Making a move
After a lot of thinking and conversations over the last few months, I’ve decided to leave Groupon in order to pursue my goals to help decentralize our country’s systems of education. It’s a big decision to walk away from a network of people that I admire, have learned so much from, and have loved working with for the past 6 years (including my 5 years at Obtiva). It’s not a decision I take lightly, but I can’t not make this move right now. If you know me, you know that I relish in the realization of human potential, particularly through self-directed and decentralized learning. I’m now ready to make that my full-time focus.
My goal for the next year is to put myself in a position to start or join an audacious venture that is working toward a decentralized future for our education systems. In the meantime, I will be working on several different Chicago ventures in and around the intersection of technology and education.
- Mobile Makers Academy: A joint venture with Vokal Interactive to create an academy to help developers learn iOS development. Apply here. Let me know if you’re interested in getting involved.
- Code Academy Ruby Dojo: I will be leading a group of junior Ruby developers through a course that provides the practice and mentoring necessary to help them become employable as software developers. More details soon. Follow @rubydojo to stay tuned.
- Red Squirrel Technologies: A little entity that I will use to do freelance work. I will focus on software development, and more importantly, apprenticeship program facilitation.

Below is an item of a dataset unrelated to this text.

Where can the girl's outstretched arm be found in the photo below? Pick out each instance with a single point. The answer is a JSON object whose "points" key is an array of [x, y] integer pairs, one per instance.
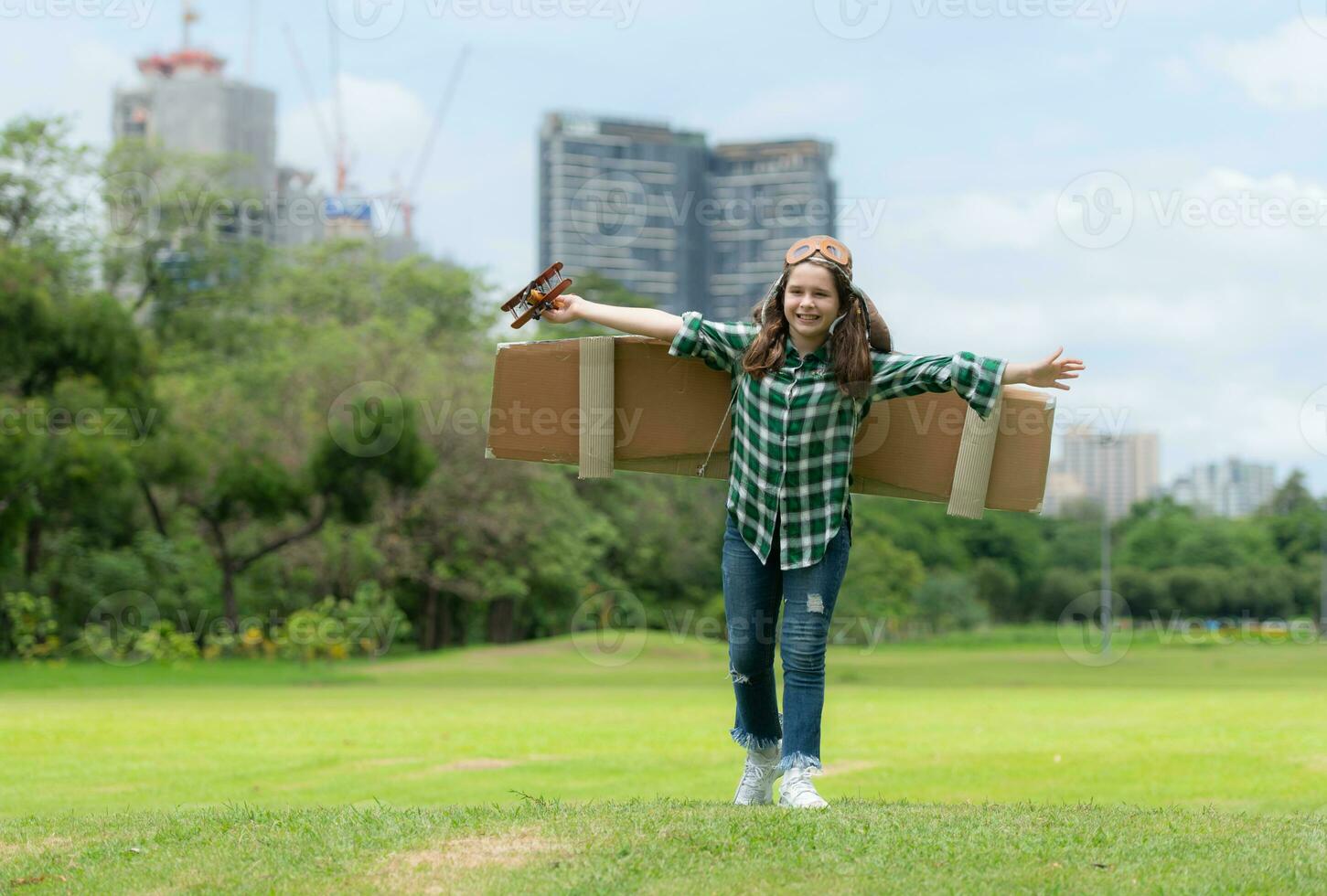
{"points": [[1047, 372], [640, 322]]}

I believe that apprenticeship is a viable and immediate solution to some of our economy’s most pressing problems. First, our huge number of un/under-employed young people. Second, 50% of our businesses can’t hire enough skilled workers. There are probably many solutions to bridging this gap, and the one that I can help with is apprenticeship. I want to see 1000 apprenticeship programs started inside of businesses across the country. I wrote some of my ideas and an overview of my approach in this paper. 1000 apprenticeship programs is a tall order, but thankfully there are many people working on this, and some of our leaders in Washington are about to hear about it!
Here’s a cool story:
I was invited to speak at an UnCollege event a couple weeks ago in San Francisco. On a whim, I asked a friend for a meeting with Mitch Kapor. Unbelievably, I was able to get 40 minutes with him just a few hours before I flew home. I simply wanted to share some stories with him, with no real agenda. The outcome of our brief meeting was an invitation for me to give a TED-ish talk about apprenticeship to Obama’s CTO, Todd Park, and about 40 other tech leaders at the White House on August 21st. My goal for the day is to push apprenticeship as far as it can go. My friend Dale and I have been talking about an apprenticeship institute for the past few months, and I want to explore that idea at the White House. I am eager to see what transpires there.

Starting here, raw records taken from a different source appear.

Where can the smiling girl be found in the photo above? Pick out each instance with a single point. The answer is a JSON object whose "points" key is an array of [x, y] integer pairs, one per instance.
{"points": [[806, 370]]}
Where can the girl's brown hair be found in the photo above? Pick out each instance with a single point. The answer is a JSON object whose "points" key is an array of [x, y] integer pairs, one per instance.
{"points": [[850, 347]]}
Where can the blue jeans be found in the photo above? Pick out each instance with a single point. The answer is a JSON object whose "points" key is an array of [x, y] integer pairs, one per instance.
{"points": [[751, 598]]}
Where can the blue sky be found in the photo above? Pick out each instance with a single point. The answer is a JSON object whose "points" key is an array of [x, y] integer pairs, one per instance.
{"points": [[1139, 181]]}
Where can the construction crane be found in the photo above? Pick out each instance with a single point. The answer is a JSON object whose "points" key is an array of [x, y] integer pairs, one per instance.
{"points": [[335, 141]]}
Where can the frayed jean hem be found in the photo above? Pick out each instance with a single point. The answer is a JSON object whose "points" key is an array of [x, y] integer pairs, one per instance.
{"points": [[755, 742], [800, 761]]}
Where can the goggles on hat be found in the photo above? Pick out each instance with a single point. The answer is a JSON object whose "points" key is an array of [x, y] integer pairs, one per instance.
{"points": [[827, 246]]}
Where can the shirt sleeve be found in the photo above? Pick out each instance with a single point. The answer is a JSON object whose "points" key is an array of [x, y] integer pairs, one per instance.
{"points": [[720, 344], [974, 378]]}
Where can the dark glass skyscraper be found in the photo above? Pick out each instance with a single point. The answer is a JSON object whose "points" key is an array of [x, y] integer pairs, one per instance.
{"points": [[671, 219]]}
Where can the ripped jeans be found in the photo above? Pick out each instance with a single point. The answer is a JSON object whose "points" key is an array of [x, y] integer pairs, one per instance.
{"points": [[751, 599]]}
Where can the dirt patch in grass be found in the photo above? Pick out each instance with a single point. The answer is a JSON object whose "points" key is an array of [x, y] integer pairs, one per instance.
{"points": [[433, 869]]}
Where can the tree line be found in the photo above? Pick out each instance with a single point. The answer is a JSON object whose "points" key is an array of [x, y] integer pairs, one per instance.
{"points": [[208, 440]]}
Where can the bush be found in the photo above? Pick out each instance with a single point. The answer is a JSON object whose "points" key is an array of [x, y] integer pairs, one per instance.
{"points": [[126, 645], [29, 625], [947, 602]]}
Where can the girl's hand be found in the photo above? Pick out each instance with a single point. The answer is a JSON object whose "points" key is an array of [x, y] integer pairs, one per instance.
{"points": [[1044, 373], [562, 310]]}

I need to thank a bunch of people for the last 6 years at Obtiva/Groupon, and all they have done to set me up for whatever is ahead of me. Kevin Taylor, for hiring me, giving me part of your company, and being such a solid leader at Obtiva. Tyler Jennings, for your dedication to making great software. Andy Maleh, for your dedication to quality, to learning, and doing things the best way possible. I need to thank our many succesful apprentices over the years starting with Brian Tatnall and Colin Harris, and more recently, Carl Thuringer and Jacob Richardson, and everyone in between. For the many amazing craftsmen like Ryan Briones and Corey Haines who are just 2 of the dozens of kindred spirits who have inspired and challenged me over the years. Gary Levitt, the CEO of Mad Mimi, who taught me about how to love customer service and product development, and then handed me part of his company. Finally, a huge thanks to Neal Sales-Griffin, Dale J. Stephens, and Shereef Bishay, who all unknowingly conspired together to inspire me to FILDI.